Billed as a newly-discovered piece by Irish novelist and dramatist Oscar Wilde, Constance is the story of the loyal and faithful wife of a rich industrialist, who is forced to endure the humiliating consequences of her husband’s illicit encounters with another woman.
Unsurprisingly, news of the production has caused consternation and disbelief in some quarters, with many doubting the play's provenance.
So, the big question is: Did Oscar Wilde really write this play?
The play’s producers are adamant that he did. The drama was written, they claim, after Wilde’s release from prison in 1897, where he served two years hard labour having being found guilty of sodomy and ‘gross indecency’.
The back-story of this play is just as intriguing as the play itself. It is claimed that Wilde conceived the piece before his imprisonment and, desperate for money upon his release, sold the ‘exclusive’ rights to several different people.
Here the trail gets a little murky. Charles Osborne, the writer and theatre critic, who is responsible for unearthing this ‘lost’ treasure, maintains that, upon his death, Wilde’s completed manuscript was entrusted to his friend, the American actress Cora Brown Potter and she in turn passed it onto the French writer Guillot de Saix. De Saix and his colleague Henri de Briel then translated the manuscript into French, and published it in a literary magazine in 1954. (The original English manuscript has never been recovered - it was, according to Osborne, destroyed during the Second World War.)
|The King's Head Theatre|
In an interview with Channel 4 news, Holland casts doubt over Osborne's claims. He insists that, after his grandfather's release from prison, his physical and mental health was in rapid decline, and as such, he had lost any compulsion to write.

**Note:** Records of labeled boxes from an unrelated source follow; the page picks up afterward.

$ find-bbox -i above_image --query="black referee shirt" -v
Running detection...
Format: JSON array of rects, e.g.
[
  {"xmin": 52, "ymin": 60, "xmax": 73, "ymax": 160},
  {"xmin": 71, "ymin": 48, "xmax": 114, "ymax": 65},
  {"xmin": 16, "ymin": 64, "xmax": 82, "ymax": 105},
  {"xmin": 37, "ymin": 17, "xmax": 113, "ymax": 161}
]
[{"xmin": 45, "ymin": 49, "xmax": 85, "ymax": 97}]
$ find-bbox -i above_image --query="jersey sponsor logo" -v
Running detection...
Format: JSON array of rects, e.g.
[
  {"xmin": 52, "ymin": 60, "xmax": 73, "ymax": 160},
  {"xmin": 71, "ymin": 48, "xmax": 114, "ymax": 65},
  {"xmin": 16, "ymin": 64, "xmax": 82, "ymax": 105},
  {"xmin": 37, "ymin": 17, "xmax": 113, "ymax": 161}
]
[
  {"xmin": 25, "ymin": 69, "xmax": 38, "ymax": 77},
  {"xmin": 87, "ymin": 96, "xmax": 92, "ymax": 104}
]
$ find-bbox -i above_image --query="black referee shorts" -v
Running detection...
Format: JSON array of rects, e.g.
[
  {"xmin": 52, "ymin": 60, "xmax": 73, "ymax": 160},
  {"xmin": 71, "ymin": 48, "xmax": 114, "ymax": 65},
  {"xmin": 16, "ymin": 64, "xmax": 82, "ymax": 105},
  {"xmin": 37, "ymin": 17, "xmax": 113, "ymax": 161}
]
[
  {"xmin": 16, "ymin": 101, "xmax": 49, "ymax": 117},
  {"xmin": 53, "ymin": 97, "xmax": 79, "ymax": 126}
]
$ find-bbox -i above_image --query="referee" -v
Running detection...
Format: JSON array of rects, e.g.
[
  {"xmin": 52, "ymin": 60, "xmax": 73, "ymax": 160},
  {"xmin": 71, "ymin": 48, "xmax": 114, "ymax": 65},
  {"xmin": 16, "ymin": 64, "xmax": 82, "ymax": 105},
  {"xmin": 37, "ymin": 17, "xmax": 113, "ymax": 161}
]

Holland concedes that Wilde had indeed conceived the play before his imprisonment, but maintains that he only ever got as far as writing a synopsis. As evidence of this, he points to a number of letters between his grandfather and Cora Brown Potter, in which she asks him if he is ever going to write the play he had promised her. Also, in various other correspondences, Wilde refers to the play only as ‘le scénario’ or ‘le scénario développé’.